Various sources of evidence show that carbon-intensive human activity has destabilized crucial elements of the Earth system that determine climate. To date, the ocean has absorbed 40% of emissions linked to the combustion of fossil fuels and 90% of the heat coming from anthropogenic global warming through a set of processes forming the “ocean carbon pump”. However, the ocean is transforming at an uncertain rate and its capacity to protect against the effects of human activity could be lacking, which would greatly exacerbate climate change and compromise efforts to achieve carbon neutrality.

To adapt to a changing climate, the human species must very quickly acquire a better understanding of the mechanisms by which the oceans react to this phenomenon. The Transforming Climate Action (TCA) program aims to develop the transformative solutions required and demonstrate their effectiveness. The initiative offers three interrelated research themes focused on the North Atlantic, which absorbs 30% of global ocean carbon. It will produce transdisciplinary studies relevant to society, in collaboration with Indigenous and non-Indigenous groups, governments and international partners, to guide actions to combat climate change in Canada.

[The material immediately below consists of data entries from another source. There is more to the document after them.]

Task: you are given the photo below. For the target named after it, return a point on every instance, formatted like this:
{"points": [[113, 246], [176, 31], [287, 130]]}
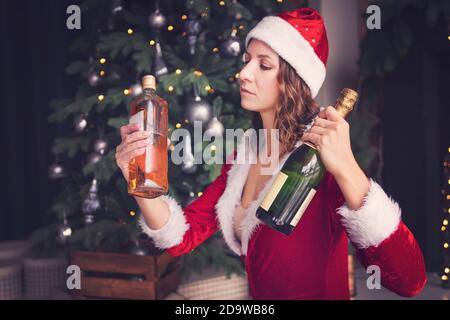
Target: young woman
{"points": [[284, 68]]}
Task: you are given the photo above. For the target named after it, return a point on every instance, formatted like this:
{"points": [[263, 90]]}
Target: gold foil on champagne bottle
{"points": [[346, 101], [149, 82]]}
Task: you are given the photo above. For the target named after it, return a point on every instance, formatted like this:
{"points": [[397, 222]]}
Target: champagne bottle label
{"points": [[273, 191], [303, 207]]}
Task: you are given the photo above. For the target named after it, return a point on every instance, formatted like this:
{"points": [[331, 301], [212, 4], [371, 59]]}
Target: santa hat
{"points": [[300, 38]]}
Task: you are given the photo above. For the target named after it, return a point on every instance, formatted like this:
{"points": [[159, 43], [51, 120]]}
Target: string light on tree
{"points": [[445, 192]]}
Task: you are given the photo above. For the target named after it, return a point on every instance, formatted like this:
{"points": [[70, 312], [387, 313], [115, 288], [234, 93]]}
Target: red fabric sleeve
{"points": [[398, 256], [201, 216]]}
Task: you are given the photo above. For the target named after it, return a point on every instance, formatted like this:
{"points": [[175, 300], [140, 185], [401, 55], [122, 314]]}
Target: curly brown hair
{"points": [[295, 109]]}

Through more diligent and thoughtful observation of the main ocean processes at play in the North Atlantic, the initiative will temper certain major uncertainties relating to the link between the ocean and climate through, among other things, improved observation air-sea carbon fluxes, deep convection and carbon uptake by the ocean floor. Recent technological advances will make it possible to synthesize ocean data at a higher level than was previously possible, a synthesis that will directly guide climate policies.